Step-by-step solution

Given information

The frequency distribution for ages is as follows:

Age (in years) of Best Actor when Oscar was won	Frequency
20–29	1
30–39	28
40–49	36
50–59	15
60–69	6
70–79	1

The actual mean using the original list is 44.1 years.
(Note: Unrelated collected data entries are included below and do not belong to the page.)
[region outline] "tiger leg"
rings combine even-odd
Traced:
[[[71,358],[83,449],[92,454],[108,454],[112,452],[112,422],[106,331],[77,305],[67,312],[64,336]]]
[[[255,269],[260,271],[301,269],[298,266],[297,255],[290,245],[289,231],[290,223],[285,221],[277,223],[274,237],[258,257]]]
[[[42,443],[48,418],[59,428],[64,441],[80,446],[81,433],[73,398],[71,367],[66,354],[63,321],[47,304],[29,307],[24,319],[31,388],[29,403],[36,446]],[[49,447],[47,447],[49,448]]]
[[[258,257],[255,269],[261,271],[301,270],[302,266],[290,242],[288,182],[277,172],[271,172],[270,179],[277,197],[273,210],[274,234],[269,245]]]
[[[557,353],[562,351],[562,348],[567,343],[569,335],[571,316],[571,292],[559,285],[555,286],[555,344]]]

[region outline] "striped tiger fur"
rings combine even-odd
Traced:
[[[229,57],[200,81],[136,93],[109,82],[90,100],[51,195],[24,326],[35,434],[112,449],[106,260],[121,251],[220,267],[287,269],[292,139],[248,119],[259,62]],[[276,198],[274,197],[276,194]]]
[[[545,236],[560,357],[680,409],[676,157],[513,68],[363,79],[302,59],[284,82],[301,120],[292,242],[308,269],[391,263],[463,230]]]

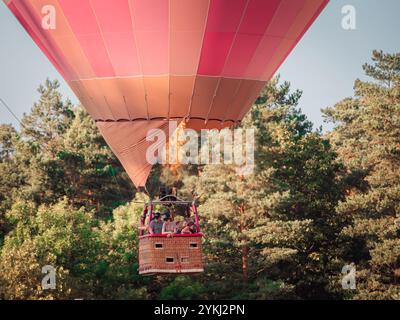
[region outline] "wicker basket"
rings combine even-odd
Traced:
[[[200,233],[141,236],[139,274],[203,272],[201,237]]]

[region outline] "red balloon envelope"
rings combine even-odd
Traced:
[[[239,122],[329,0],[3,1],[143,186],[148,130]]]

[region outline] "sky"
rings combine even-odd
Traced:
[[[342,8],[356,10],[356,29],[342,28]],[[321,108],[352,96],[354,81],[366,79],[362,65],[372,50],[400,52],[400,0],[331,0],[277,73],[301,89],[300,108],[324,130]],[[55,68],[0,1],[0,98],[21,118],[38,100],[37,87],[58,79],[61,93],[79,103]],[[0,123],[17,120],[0,105]]]

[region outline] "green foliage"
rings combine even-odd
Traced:
[[[276,292],[261,286],[259,297],[338,297],[329,275],[341,269],[337,237],[346,219],[335,208],[346,175],[329,141],[297,109],[299,97],[272,81],[245,119],[256,133],[254,174],[208,165],[185,183],[205,216],[207,264],[222,262],[230,279],[244,283],[241,291],[250,290],[243,297],[258,297],[251,290],[260,278]],[[214,272],[213,281],[226,281]]]
[[[62,200],[51,206],[18,202],[7,213],[14,229],[1,250],[0,294],[6,299],[143,298],[137,274],[138,206],[118,208],[113,220]],[[132,214],[135,213],[136,214]],[[41,268],[57,270],[57,290],[43,291]]]
[[[13,161],[17,139],[17,131],[11,125],[0,125],[0,245],[8,231],[4,214],[20,183],[19,170]]]
[[[161,300],[201,299],[205,292],[204,285],[195,278],[178,276],[160,292]]]
[[[99,250],[90,213],[69,207],[65,200],[51,207],[17,202],[7,218],[15,228],[1,251],[1,293],[5,298],[66,299],[90,288]],[[60,290],[42,290],[41,268],[45,265],[56,268]]]
[[[154,168],[151,197],[177,187],[199,204],[205,272],[190,277],[138,275],[149,198],[47,80],[20,131],[0,125],[0,298],[400,299],[400,56],[372,60],[372,81],[323,111],[327,134],[297,107],[301,91],[270,81],[241,125],[255,131],[253,174]],[[41,287],[45,265],[56,290]]]
[[[19,135],[4,126],[0,131],[5,146],[0,172],[13,174],[12,179],[1,178],[7,177],[6,199],[50,204],[66,196],[77,208],[96,208],[97,215],[110,216],[132,198],[132,184],[94,121],[64,101],[58,87],[49,80],[40,86],[39,101],[22,119]]]
[[[355,97],[324,110],[336,127],[329,138],[341,161],[361,172],[337,211],[351,217],[342,237],[359,274],[355,298],[400,295],[400,54],[374,51],[364,65],[371,82],[357,80]]]

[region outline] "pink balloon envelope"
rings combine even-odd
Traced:
[[[168,137],[171,120],[185,119],[196,129],[240,122],[329,2],[3,1],[136,186],[144,186],[151,171],[148,130]],[[49,19],[54,28],[45,27]]]

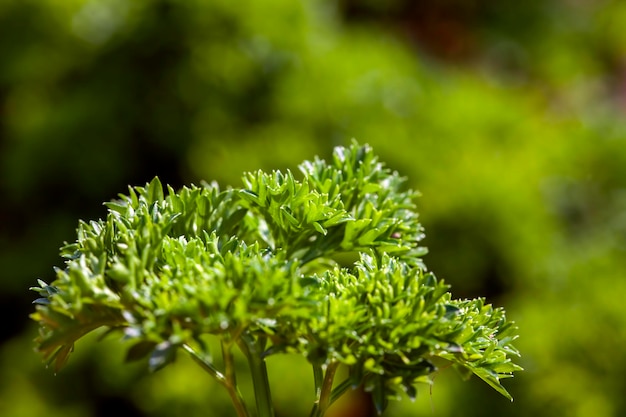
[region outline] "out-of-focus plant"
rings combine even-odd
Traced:
[[[414,398],[446,361],[511,398],[500,379],[521,368],[516,327],[483,299],[453,299],[420,256],[416,192],[369,146],[335,148],[291,172],[247,173],[243,187],[216,183],[164,190],[158,178],[81,222],[65,267],[33,288],[38,350],[55,369],[74,343],[107,328],[132,345],[127,359],[151,370],[191,355],[224,386],[237,415],[251,415],[234,367],[241,351],[254,415],[274,415],[266,358],[303,355],[312,367],[310,415],[323,416],[350,388]],[[221,346],[220,360],[210,347]],[[338,367],[347,377],[335,382]]]

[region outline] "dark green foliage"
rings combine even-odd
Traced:
[[[521,369],[511,362],[516,329],[482,299],[452,299],[426,270],[416,193],[404,180],[356,143],[301,171],[248,173],[226,190],[164,190],[155,178],[107,203],[106,219],[81,222],[56,280],[34,288],[45,359],[61,368],[78,339],[106,327],[134,341],[127,360],[149,356],[151,370],[184,348],[236,407],[235,345],[261,381],[263,360],[281,352],[304,355],[331,381],[346,366],[333,392],[316,380],[312,415],[360,385],[382,412],[400,392],[415,397],[438,359],[511,398],[499,380]],[[206,335],[221,340],[226,369],[207,359]]]

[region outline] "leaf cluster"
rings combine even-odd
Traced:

Determine the midpoints of each class

The formula for the mean of frequency distribution is:

$\overline{x}=\frac{\sum \left(f\times x\right)}{\sum f}....\left(1\right)$

Here,

f represents the frequencies.

x denotes the midpoints of the classes.

The formula for determining the midpoints:

$x=\frac{\text{Upper}\text{limit}+\text{Lower}\text{limit}}{2}$

Compute midpoints for each class interval as follows:

Age (in years) of Best Actor when Oscar was won	Frequency (f)	Lower limit	Upper limit	Midpoint (x)
20–29	1	20	29	24.5
30–39	28	30	39	34.5
40–49	36	40	49	44.5
50–59	15	50	59	54.5
60–69	6	60	69	64.5
70–79	1	70	79	74.5

The computation for the sum totals is done as follows:

Age (in years) of Best Actor when Oscar was won	Frequency (f)	Midpoint (x)	$f\times x$
20–29	1	24.5	24.5
30–39	28	34.5	966
40–49	36	44.5	1602
50–59	15	54.5	817.5
60–69	6	64.5	387
70–79	1	74.5	74.5
Totals:	$\sum f=87$		$\sum f\times x=3871.5$

Substituting the values in the equation (1), you get:

$$\begin{gathered} \overline{x}=\frac{3871.5}{87} \\ =44.5 \end{gathered}$$

Thus, the mean age is computed as 44.5 years.

Compare the mean value with the actual mean value

The actual mean value is known to be 44.1 years.

The actual mean value is different from the one tabulated from the frequency distribution; that is, 44.5 years.